La storia di questo Paese ci ha dimostrato che l’utilizzo di dossier per colpire l’avversario politico non esclude che anche l’avversario politico potrebbe essere entrato in possesso di documenti scabrosi da immettere sul circuito mediatico.

La lega Nord, che ha condizionato la politica di governo imponendo scelte non sempre condivise, si dovrà ritirare nella sua Padania e dovrà ricominciare a spiegare al suo elettorato che non è più possibile fare politiche autarchiche e che il vantaggio competitivo che aveva il nord Italia scompare nel momento in cui l’Italia diventa un protettorato franco-tedesco.
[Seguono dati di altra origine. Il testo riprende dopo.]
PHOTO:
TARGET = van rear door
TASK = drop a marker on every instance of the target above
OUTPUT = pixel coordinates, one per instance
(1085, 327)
Come Popolari continueremo a promuovere la Glocalizzazione, sostenendo tutte le forze giovani e capaci di rimboccarsi le maniche a dispetto di quella mentalità assistenzialistica che “ha bruciato” delle generazioni, di fatto escludendole dal processo produttivo e dal mercato del lavoro.
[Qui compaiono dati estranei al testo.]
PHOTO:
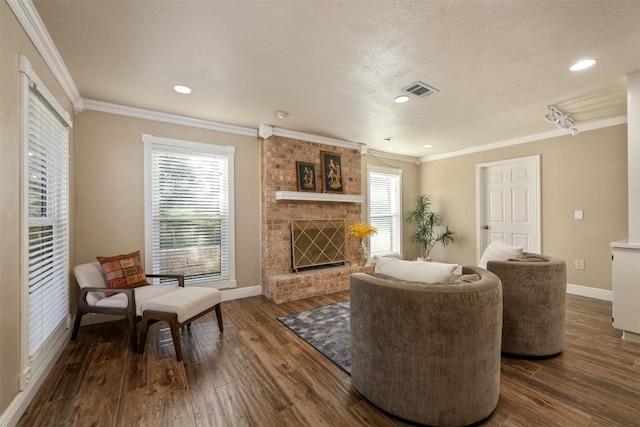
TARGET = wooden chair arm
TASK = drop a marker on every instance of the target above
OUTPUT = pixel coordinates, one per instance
(128, 292)
(178, 277)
Come Popolari continueremo a denunciare quanto è accaduto nella seconda Repubblica, per cui la mancanza di volontà e capacità di una classe politica e dirigente che non ha voluto ascoltare i suggerimenti di decine di migliaia di imprenditori, i quali per non chiudere sono stati costretti a delocalizzare le loro imprese, ha causato all’Italia la perdita di alcuni milioni di posti di lavoro.

Poi ci lamentiamo se il PIL non cresce mentre aumenta il debito pubblico.

Novembre 2011.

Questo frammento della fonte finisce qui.